Reactor Operations

This guide covers running the reactor in production: enabling and configuring it, the metrics and readiness semantics to monitor, beacon setup on peels, and runbook entries for the common failure modes.

For rule authoring see the Reactor guide; for the system design see the Reactor architecture.

Enabling and Configuration

The reactor is enabled by default on zester-master. All knobs live under the reactor: section of master.yaml, each with a matching flag (flag > YAML > default):

reactor:
  enabled: true
  dir: /data/reactor
  workers: 4
  max_chain_depth: 3
  enable_chaining: true
  default_throttle: 0
  source_rate_limit: 120
  max_event_age: 1h
  storm_rate: 60
  breaker_cooldown: 5m

Setting	Flag	Default	Meaning
`enabled`	`--reactor`	`true`	Run the reactor engine, rule loader, test service, and lag gauge on this master
`dir`	`--reactor-dir`	`/data/reactor`	Local directory holding `top.zy` + reaction `.zy` files (published to the `reactor-files` bucket by the `publisher` lease holder)
`workers`	`--reactor-workers`	`4`	Render/execute worker pool size
`max_chain_depth`	`--reactor-max-chain-depth`	`3`	Events at or beyond this chain depth are dropped; `event.send` refuses to emit at the cap
`enable_chaining`	`--reactor-enable-chaining`	`true`	Allow reaction rules to emit derived events (`event.send`)
`default_throttle`	`--reactor-default-throttle`	`0`	Per-(rule, source) refractory period for rules without their own `throttle` (0 = none)
`source_rate_limit`	`--reactor-source-rate-limit`	`120`	Per-origin events/minute (burst 30); `0` = unlimited
`max_event_age`	`--reactor-max-event-age`	`1h`	Drop events older than this at consume time; `0` = no staleness gate (full replay)
`storm_rate`	`--reactor-storm-rate`	`60`	Per-rule fires/minute that trips the circuit breaker; `0` = no breaker
`breaker_cooldown`	`--reactor-breaker-cooldown`	`5m`	How long a tripped breaker stays open

Default staleness gate: a master outage longer than 1h drops queued events

Events published while no master is running queue durably in the events stream and replay when a master returns — but the default max_event_age: 1h drops any replayed event older than one hour.
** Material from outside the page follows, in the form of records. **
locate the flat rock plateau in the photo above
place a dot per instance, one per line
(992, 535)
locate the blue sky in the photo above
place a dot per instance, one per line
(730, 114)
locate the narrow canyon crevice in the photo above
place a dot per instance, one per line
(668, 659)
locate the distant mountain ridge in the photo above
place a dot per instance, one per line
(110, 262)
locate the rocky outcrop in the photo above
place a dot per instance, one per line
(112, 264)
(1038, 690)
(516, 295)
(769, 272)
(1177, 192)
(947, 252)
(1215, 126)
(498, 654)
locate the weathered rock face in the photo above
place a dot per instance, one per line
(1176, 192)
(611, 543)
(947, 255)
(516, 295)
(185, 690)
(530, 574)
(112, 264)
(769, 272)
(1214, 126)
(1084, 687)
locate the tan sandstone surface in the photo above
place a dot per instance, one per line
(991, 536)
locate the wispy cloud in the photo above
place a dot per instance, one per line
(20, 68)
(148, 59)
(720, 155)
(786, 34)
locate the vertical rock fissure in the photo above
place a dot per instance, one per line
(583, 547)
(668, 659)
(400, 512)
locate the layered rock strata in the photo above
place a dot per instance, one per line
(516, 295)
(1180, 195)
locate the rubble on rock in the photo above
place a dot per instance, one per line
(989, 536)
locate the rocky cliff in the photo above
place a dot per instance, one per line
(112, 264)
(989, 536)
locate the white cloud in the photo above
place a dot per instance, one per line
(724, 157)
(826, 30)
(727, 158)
Each drop is loud: a Warn log (reactor: dropping stale event) and zester_reactor_events_dropped_total{reason="stale"}. This is deliberate (reacting to a 20-hour-old service-down alarm after an outage is usually harmful), but if your rules must process every event regardless of age, set max_event_age: 0 for full replay. Alert on the stale drop reason either way.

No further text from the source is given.